Elraglusib combats pancreatic tumors through a different approach, inducing changes that slow tumor growth and make the tumor environment more receptive to therapies like chemotherapy and immunotherapy. Pancreatic tumors are typically resistant to immunotherapies due to fibrotic tissue that blocks immune cells. Dr. Devalingam Mahalingam, associate director of clinical research at Northwestern University’s comprehensive cancer center and the study’s lead author, said, “We started seeing immune-cell infiltration around the tumor when we treated with the drug.”

In the study, patients receiving a weekly IV infusion of elraglusib lived three months longer than those on chemotherapy and saw a 38% reduction in the risk of death during the approximately one-year study period. Mahalingam remarked, “Those [results] are rarely seen in pancreatic cancer.” The trial focused on recently diagnosed patients, who are most likely to respond, but earlier studies in patients with recurrent disease after chemotherapy also showed improvement, albeit less pronounced.

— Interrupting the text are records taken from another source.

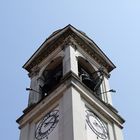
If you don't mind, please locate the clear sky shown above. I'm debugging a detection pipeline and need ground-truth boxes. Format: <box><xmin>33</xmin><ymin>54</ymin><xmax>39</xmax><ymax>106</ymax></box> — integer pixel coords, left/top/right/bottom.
<box><xmin>0</xmin><ymin>0</ymin><xmax>140</xmax><ymax>140</ymax></box>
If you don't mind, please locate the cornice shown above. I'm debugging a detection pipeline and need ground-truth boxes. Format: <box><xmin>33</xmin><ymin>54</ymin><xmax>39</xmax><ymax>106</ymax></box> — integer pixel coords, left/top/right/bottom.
<box><xmin>24</xmin><ymin>28</ymin><xmax>115</xmax><ymax>72</ymax></box>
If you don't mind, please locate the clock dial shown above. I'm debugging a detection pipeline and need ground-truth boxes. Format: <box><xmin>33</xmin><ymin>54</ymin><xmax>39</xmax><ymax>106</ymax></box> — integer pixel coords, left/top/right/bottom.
<box><xmin>86</xmin><ymin>110</ymin><xmax>108</xmax><ymax>140</ymax></box>
<box><xmin>35</xmin><ymin>110</ymin><xmax>59</xmax><ymax>140</ymax></box>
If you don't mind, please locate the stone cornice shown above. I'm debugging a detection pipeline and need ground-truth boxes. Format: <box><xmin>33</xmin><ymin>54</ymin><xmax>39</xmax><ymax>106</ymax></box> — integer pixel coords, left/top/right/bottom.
<box><xmin>24</xmin><ymin>28</ymin><xmax>115</xmax><ymax>72</ymax></box>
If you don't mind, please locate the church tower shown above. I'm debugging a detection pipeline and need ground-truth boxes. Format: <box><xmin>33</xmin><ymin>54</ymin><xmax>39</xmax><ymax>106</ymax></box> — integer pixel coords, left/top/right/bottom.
<box><xmin>17</xmin><ymin>25</ymin><xmax>124</xmax><ymax>140</ymax></box>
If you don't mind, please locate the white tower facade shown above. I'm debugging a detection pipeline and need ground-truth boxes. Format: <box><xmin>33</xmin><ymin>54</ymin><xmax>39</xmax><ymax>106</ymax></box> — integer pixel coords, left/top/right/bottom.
<box><xmin>17</xmin><ymin>25</ymin><xmax>124</xmax><ymax>140</ymax></box>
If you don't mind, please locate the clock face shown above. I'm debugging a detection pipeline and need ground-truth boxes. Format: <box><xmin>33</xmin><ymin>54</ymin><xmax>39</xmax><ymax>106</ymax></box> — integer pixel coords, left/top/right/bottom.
<box><xmin>86</xmin><ymin>110</ymin><xmax>108</xmax><ymax>140</ymax></box>
<box><xmin>35</xmin><ymin>110</ymin><xmax>59</xmax><ymax>140</ymax></box>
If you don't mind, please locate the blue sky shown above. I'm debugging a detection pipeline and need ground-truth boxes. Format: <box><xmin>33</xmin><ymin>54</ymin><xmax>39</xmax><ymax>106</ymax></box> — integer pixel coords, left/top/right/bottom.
<box><xmin>0</xmin><ymin>0</ymin><xmax>140</xmax><ymax>140</ymax></box>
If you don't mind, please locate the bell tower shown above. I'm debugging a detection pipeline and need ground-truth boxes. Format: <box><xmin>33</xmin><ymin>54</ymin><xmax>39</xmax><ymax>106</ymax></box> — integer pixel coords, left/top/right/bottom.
<box><xmin>17</xmin><ymin>25</ymin><xmax>124</xmax><ymax>140</ymax></box>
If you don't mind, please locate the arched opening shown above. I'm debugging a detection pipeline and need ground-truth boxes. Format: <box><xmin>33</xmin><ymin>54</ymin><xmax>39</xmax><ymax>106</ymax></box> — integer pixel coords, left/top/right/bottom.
<box><xmin>40</xmin><ymin>57</ymin><xmax>63</xmax><ymax>97</ymax></box>
<box><xmin>78</xmin><ymin>56</ymin><xmax>103</xmax><ymax>97</ymax></box>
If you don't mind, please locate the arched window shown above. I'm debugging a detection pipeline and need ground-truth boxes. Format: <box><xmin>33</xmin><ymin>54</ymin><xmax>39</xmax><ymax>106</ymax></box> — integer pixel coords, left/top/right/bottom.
<box><xmin>40</xmin><ymin>58</ymin><xmax>63</xmax><ymax>96</ymax></box>
<box><xmin>78</xmin><ymin>57</ymin><xmax>103</xmax><ymax>97</ymax></box>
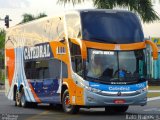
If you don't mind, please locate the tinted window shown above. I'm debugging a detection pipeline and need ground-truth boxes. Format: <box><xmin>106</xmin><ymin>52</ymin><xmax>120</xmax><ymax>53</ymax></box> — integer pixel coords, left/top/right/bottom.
<box><xmin>25</xmin><ymin>59</ymin><xmax>68</xmax><ymax>79</ymax></box>
<box><xmin>81</xmin><ymin>12</ymin><xmax>144</xmax><ymax>44</ymax></box>
<box><xmin>66</xmin><ymin>14</ymin><xmax>81</xmax><ymax>38</ymax></box>
<box><xmin>70</xmin><ymin>42</ymin><xmax>82</xmax><ymax>76</ymax></box>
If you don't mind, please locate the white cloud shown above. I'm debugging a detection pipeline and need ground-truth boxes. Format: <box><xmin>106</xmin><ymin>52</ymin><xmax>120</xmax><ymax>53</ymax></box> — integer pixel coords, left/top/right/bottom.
<box><xmin>0</xmin><ymin>0</ymin><xmax>30</xmax><ymax>8</ymax></box>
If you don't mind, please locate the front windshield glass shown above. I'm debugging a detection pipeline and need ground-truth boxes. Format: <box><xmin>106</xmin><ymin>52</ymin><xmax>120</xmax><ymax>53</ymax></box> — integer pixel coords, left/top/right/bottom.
<box><xmin>86</xmin><ymin>49</ymin><xmax>146</xmax><ymax>82</ymax></box>
<box><xmin>81</xmin><ymin>11</ymin><xmax>144</xmax><ymax>44</ymax></box>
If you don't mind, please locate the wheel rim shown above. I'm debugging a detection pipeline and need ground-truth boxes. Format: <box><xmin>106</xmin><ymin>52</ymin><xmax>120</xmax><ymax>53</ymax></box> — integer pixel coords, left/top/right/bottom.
<box><xmin>64</xmin><ymin>94</ymin><xmax>72</xmax><ymax>112</ymax></box>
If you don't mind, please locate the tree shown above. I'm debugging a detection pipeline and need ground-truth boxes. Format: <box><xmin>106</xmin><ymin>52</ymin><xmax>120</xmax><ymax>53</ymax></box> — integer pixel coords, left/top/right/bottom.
<box><xmin>58</xmin><ymin>0</ymin><xmax>160</xmax><ymax>23</ymax></box>
<box><xmin>19</xmin><ymin>13</ymin><xmax>47</xmax><ymax>24</ymax></box>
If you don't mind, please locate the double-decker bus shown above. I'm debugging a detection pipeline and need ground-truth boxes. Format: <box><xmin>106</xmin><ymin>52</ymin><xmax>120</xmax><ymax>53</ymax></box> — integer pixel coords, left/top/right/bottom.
<box><xmin>5</xmin><ymin>9</ymin><xmax>158</xmax><ymax>113</ymax></box>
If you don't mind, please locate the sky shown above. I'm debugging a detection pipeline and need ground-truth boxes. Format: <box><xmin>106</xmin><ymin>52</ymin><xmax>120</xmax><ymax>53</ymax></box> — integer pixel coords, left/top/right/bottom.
<box><xmin>0</xmin><ymin>0</ymin><xmax>160</xmax><ymax>37</ymax></box>
<box><xmin>0</xmin><ymin>0</ymin><xmax>94</xmax><ymax>28</ymax></box>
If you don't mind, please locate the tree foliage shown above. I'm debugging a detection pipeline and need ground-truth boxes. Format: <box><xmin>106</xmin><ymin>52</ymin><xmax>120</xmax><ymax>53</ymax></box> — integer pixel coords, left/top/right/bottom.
<box><xmin>20</xmin><ymin>13</ymin><xmax>47</xmax><ymax>24</ymax></box>
<box><xmin>58</xmin><ymin>0</ymin><xmax>160</xmax><ymax>23</ymax></box>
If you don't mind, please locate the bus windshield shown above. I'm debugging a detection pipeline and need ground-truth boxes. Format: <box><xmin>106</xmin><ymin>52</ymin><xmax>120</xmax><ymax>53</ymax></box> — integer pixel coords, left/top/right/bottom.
<box><xmin>81</xmin><ymin>11</ymin><xmax>144</xmax><ymax>44</ymax></box>
<box><xmin>86</xmin><ymin>49</ymin><xmax>147</xmax><ymax>82</ymax></box>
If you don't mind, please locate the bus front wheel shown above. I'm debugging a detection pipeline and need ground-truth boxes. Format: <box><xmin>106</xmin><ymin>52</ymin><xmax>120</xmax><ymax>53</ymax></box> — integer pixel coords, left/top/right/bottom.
<box><xmin>15</xmin><ymin>91</ymin><xmax>21</xmax><ymax>106</ymax></box>
<box><xmin>105</xmin><ymin>106</ymin><xmax>129</xmax><ymax>113</ymax></box>
<box><xmin>62</xmin><ymin>90</ymin><xmax>79</xmax><ymax>114</ymax></box>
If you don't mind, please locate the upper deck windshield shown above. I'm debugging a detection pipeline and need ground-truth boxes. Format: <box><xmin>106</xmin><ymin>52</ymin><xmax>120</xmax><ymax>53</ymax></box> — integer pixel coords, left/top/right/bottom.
<box><xmin>86</xmin><ymin>49</ymin><xmax>147</xmax><ymax>82</ymax></box>
<box><xmin>81</xmin><ymin>11</ymin><xmax>144</xmax><ymax>44</ymax></box>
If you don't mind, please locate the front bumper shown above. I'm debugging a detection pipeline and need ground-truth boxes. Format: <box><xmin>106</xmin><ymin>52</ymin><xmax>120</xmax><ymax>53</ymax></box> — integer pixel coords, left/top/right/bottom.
<box><xmin>84</xmin><ymin>89</ymin><xmax>147</xmax><ymax>107</ymax></box>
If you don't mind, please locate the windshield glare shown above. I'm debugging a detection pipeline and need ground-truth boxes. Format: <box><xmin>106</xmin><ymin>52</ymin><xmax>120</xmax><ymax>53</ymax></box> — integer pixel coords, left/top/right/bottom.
<box><xmin>86</xmin><ymin>49</ymin><xmax>146</xmax><ymax>82</ymax></box>
<box><xmin>81</xmin><ymin>11</ymin><xmax>144</xmax><ymax>44</ymax></box>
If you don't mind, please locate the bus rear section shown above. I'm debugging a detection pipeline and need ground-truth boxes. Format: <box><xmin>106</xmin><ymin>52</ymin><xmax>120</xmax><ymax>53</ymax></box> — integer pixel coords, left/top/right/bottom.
<box><xmin>6</xmin><ymin>10</ymin><xmax>157</xmax><ymax>113</ymax></box>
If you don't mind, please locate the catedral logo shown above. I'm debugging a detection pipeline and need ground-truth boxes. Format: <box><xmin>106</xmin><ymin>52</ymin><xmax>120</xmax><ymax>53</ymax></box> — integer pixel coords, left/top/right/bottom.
<box><xmin>24</xmin><ymin>44</ymin><xmax>51</xmax><ymax>60</ymax></box>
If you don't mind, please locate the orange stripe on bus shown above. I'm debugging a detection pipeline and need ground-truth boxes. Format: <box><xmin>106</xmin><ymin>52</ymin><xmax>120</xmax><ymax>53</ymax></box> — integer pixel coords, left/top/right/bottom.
<box><xmin>83</xmin><ymin>40</ymin><xmax>146</xmax><ymax>50</ymax></box>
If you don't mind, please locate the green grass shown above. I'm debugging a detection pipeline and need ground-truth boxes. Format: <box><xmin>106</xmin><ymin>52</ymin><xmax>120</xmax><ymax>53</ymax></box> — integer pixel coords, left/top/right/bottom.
<box><xmin>147</xmin><ymin>93</ymin><xmax>160</xmax><ymax>98</ymax></box>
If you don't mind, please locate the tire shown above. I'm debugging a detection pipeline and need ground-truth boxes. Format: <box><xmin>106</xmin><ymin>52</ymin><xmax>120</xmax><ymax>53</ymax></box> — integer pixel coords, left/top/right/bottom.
<box><xmin>15</xmin><ymin>91</ymin><xmax>21</xmax><ymax>107</ymax></box>
<box><xmin>105</xmin><ymin>106</ymin><xmax>129</xmax><ymax>113</ymax></box>
<box><xmin>20</xmin><ymin>88</ymin><xmax>28</xmax><ymax>108</ymax></box>
<box><xmin>62</xmin><ymin>90</ymin><xmax>79</xmax><ymax>114</ymax></box>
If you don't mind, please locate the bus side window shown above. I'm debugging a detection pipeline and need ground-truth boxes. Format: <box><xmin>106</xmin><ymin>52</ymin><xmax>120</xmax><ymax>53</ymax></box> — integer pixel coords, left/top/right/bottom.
<box><xmin>66</xmin><ymin>14</ymin><xmax>82</xmax><ymax>38</ymax></box>
<box><xmin>70</xmin><ymin>42</ymin><xmax>82</xmax><ymax>76</ymax></box>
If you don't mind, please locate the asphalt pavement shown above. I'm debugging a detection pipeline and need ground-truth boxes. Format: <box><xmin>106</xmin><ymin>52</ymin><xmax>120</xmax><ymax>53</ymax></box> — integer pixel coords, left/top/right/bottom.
<box><xmin>0</xmin><ymin>91</ymin><xmax>160</xmax><ymax>120</ymax></box>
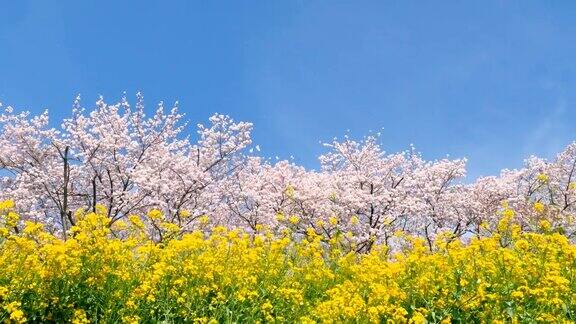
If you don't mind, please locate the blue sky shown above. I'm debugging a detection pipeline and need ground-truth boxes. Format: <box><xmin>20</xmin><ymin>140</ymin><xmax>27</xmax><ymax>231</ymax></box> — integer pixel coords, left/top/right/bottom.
<box><xmin>0</xmin><ymin>0</ymin><xmax>576</xmax><ymax>177</ymax></box>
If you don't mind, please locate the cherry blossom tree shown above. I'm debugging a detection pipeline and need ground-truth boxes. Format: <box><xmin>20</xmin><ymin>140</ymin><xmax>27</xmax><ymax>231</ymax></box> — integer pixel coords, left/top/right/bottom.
<box><xmin>0</xmin><ymin>94</ymin><xmax>576</xmax><ymax>248</ymax></box>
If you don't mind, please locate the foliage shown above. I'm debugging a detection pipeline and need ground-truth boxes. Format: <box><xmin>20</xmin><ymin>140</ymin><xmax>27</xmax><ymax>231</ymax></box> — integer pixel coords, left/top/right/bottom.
<box><xmin>0</xmin><ymin>201</ymin><xmax>576</xmax><ymax>323</ymax></box>
<box><xmin>0</xmin><ymin>94</ymin><xmax>576</xmax><ymax>248</ymax></box>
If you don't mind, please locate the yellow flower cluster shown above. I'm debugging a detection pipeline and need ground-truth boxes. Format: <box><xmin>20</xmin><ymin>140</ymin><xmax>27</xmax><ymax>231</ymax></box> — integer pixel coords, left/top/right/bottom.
<box><xmin>0</xmin><ymin>202</ymin><xmax>576</xmax><ymax>323</ymax></box>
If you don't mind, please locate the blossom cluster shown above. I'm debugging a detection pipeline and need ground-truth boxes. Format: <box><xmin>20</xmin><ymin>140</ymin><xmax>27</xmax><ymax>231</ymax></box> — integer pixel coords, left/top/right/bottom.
<box><xmin>0</xmin><ymin>201</ymin><xmax>576</xmax><ymax>323</ymax></box>
<box><xmin>0</xmin><ymin>94</ymin><xmax>576</xmax><ymax>248</ymax></box>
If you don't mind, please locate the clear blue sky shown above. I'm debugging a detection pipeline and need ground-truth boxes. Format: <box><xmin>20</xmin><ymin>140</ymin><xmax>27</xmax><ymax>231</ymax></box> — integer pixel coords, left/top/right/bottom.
<box><xmin>0</xmin><ymin>0</ymin><xmax>576</xmax><ymax>177</ymax></box>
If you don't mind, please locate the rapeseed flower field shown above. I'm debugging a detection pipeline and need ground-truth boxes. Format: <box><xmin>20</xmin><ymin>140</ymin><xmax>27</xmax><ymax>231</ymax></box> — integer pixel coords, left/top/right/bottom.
<box><xmin>0</xmin><ymin>201</ymin><xmax>576</xmax><ymax>323</ymax></box>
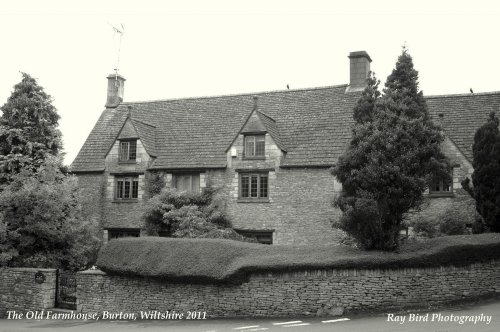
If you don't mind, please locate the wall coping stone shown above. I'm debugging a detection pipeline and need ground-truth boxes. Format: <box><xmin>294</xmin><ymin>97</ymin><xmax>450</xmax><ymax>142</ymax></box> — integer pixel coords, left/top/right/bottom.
<box><xmin>0</xmin><ymin>266</ymin><xmax>57</xmax><ymax>273</ymax></box>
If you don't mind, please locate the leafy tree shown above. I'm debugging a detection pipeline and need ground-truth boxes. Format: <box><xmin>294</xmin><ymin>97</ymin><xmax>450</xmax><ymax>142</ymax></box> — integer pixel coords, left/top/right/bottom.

“We are not curing patients, unfortunately, but patients are living longer,” he said. “The goal of this is to give us new targets for therapeutics that may reverse the kinetics or growth of pancreatic tumors.” The company is now developing a pill version for daily dosing, similar to daraxonrasib, which Mahalingam said could maintain higher drug levels in the body.

Mahalingam suggested that combining promising candidates like elraglusib and daraxonrasib could yield even greater patient benefits. For example, pairing daraxonrasib, which targets the genetic drivers of the cancer, with elraglusib, which disrupts tumor cell growth, might extend survival beyond current limits. “We will hopefully get pancreatic cancer survival beyond a year on average for most patients,” he said.

Goldsmith said his company is already evaluating daraxonrasib in newly diagnosed pancreatic cancer patients and expects to present results at the upcoming American Association of Cancer Research meeting. His team is also studying the drug in combination with surgery. “We are investing heavily across all lines of treatment, with multiple compounds and multiple treatment strategies,” he said. “We want to address everybody with pancreatic cancer.”